A roofer in Tampa called me in March. He'd been #1 on Google for "metal roofing tampa" for two years and his phone had basically stopped ringing. His son had typed the same query into ChatGPT, gotten back three competitors and a Reddit thread, and asked his dad why their company wasn't in there. That conversation is happening in living rooms all over the country right now, and most SMB owners don't even know it's happening until their phone goes quiet.

So let's talk about it. I've spent the last 18 months auditing more than 600 small-business sites specifically for AI-search visibility, and the pattern is depressingly consistent: people who are perfectly fine on Google are getting absolutely smoked inside ChatGPT, Claude, and Gemini. The reasons are technical, fixable, and almost always free. This piece is the working playbook I use with clients — what to do, in what order, and what to skip even if a confident LinkedIn post tells you to do it.

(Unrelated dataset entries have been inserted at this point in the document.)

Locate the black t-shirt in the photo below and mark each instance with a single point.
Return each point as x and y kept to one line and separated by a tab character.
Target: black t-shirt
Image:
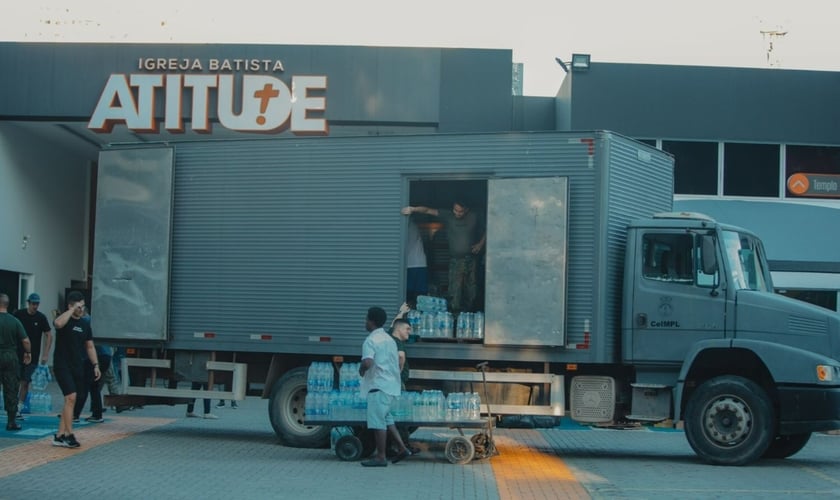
35	325
70	341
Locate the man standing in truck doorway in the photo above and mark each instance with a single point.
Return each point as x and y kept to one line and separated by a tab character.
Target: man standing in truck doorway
462	229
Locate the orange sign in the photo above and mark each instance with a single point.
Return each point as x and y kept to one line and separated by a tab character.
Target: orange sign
814	185
798	184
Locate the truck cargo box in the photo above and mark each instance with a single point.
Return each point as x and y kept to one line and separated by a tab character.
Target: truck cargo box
280	245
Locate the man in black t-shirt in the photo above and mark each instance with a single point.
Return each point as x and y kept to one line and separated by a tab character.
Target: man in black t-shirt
36	326
73	340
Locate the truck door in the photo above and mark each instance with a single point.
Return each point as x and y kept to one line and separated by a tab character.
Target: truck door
132	245
675	301
527	227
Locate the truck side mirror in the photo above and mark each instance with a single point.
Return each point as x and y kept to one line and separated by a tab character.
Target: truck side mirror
708	255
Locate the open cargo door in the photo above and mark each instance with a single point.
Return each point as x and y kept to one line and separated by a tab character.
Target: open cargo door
527	227
132	244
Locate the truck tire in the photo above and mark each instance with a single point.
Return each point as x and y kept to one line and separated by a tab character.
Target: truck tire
786	446
729	420
286	412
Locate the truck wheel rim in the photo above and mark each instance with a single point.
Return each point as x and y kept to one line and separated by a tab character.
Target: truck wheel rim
728	421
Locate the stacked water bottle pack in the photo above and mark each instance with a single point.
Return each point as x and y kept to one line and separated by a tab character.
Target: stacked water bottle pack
323	402
347	403
470	326
40	401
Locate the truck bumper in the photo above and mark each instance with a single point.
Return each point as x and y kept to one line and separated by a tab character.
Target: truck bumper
808	409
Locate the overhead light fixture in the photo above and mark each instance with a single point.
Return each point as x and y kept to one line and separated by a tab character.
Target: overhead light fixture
580	62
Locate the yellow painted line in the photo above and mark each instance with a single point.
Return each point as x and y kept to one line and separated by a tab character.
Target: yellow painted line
31	454
526	467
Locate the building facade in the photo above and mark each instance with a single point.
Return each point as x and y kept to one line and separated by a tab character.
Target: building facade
757	148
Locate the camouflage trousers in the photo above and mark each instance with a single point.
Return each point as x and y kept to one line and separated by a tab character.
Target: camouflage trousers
10	379
462	286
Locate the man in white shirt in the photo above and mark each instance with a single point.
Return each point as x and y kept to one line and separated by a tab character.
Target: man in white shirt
380	372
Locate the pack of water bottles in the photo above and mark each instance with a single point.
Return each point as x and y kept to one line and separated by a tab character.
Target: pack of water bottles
470	326
324	402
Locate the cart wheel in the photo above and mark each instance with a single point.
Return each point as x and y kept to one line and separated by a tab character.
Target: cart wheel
368	441
459	450
348	448
481	443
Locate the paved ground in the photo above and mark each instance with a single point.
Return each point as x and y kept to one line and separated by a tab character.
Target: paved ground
155	452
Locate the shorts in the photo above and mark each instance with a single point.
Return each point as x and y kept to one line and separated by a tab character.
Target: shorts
69	381
379	410
26	371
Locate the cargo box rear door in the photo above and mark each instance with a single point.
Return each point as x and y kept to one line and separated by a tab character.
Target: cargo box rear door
132	244
525	286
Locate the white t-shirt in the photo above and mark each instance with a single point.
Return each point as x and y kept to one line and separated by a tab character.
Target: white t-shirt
415	255
385	372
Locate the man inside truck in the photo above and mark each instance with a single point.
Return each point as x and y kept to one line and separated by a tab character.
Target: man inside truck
466	241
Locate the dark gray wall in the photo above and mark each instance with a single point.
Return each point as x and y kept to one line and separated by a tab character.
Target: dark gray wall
690	102
533	113
453	89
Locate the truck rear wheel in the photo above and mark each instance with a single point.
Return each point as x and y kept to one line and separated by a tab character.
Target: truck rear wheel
786	446
729	420
286	412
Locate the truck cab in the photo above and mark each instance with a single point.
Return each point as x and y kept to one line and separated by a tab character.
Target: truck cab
751	373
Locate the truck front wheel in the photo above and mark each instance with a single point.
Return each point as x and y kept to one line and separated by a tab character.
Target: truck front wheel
286	412
729	420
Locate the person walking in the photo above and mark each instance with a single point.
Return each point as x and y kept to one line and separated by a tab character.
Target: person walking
73	342
380	372
38	330
12	336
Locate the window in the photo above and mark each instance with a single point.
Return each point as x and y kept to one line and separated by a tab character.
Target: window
822	298
668	257
695	166
751	170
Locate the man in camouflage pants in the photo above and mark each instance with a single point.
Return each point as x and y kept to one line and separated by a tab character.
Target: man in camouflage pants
12	334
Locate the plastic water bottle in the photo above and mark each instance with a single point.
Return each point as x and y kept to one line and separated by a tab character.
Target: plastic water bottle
309	409
459	326
312	378
474	406
478	325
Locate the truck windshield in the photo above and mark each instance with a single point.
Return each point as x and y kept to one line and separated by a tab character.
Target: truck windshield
746	262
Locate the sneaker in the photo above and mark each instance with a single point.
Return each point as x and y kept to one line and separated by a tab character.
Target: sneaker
60	441
71	441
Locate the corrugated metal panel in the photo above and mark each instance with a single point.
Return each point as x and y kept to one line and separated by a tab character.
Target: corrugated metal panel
640	184
295	238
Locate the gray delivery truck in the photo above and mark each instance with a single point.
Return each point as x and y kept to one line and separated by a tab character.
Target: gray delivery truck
243	261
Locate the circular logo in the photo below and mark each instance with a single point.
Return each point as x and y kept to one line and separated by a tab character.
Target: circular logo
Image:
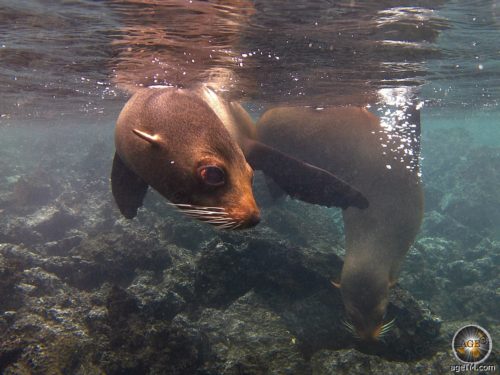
471	344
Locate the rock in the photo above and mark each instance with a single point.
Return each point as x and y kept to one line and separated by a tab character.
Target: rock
249	338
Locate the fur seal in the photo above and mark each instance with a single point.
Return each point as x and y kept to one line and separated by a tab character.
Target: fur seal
352	143
192	147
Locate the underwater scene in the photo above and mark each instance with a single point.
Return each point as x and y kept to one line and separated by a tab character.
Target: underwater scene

First, what "showing up in ChatGPT" actually means

There are two completely different things people mean when they say "I want to show up in ChatGPT," and you need to understand both or you'll waste your time on the wrong work.

The first is live web answers. When a user asks ChatGPT something current — "best CRM for a four-person agency in 2026," "what's the refund policy at brand X," "who does emergency drain cleaning in Austin on Sundays" — ChatGPT sends a real-time crawler out to the open web, pulls a handful of pages, reads them, and writes you an answer with citations. The citations link out. That's the lane most businesses can actually win, and it can pay off in days, not months.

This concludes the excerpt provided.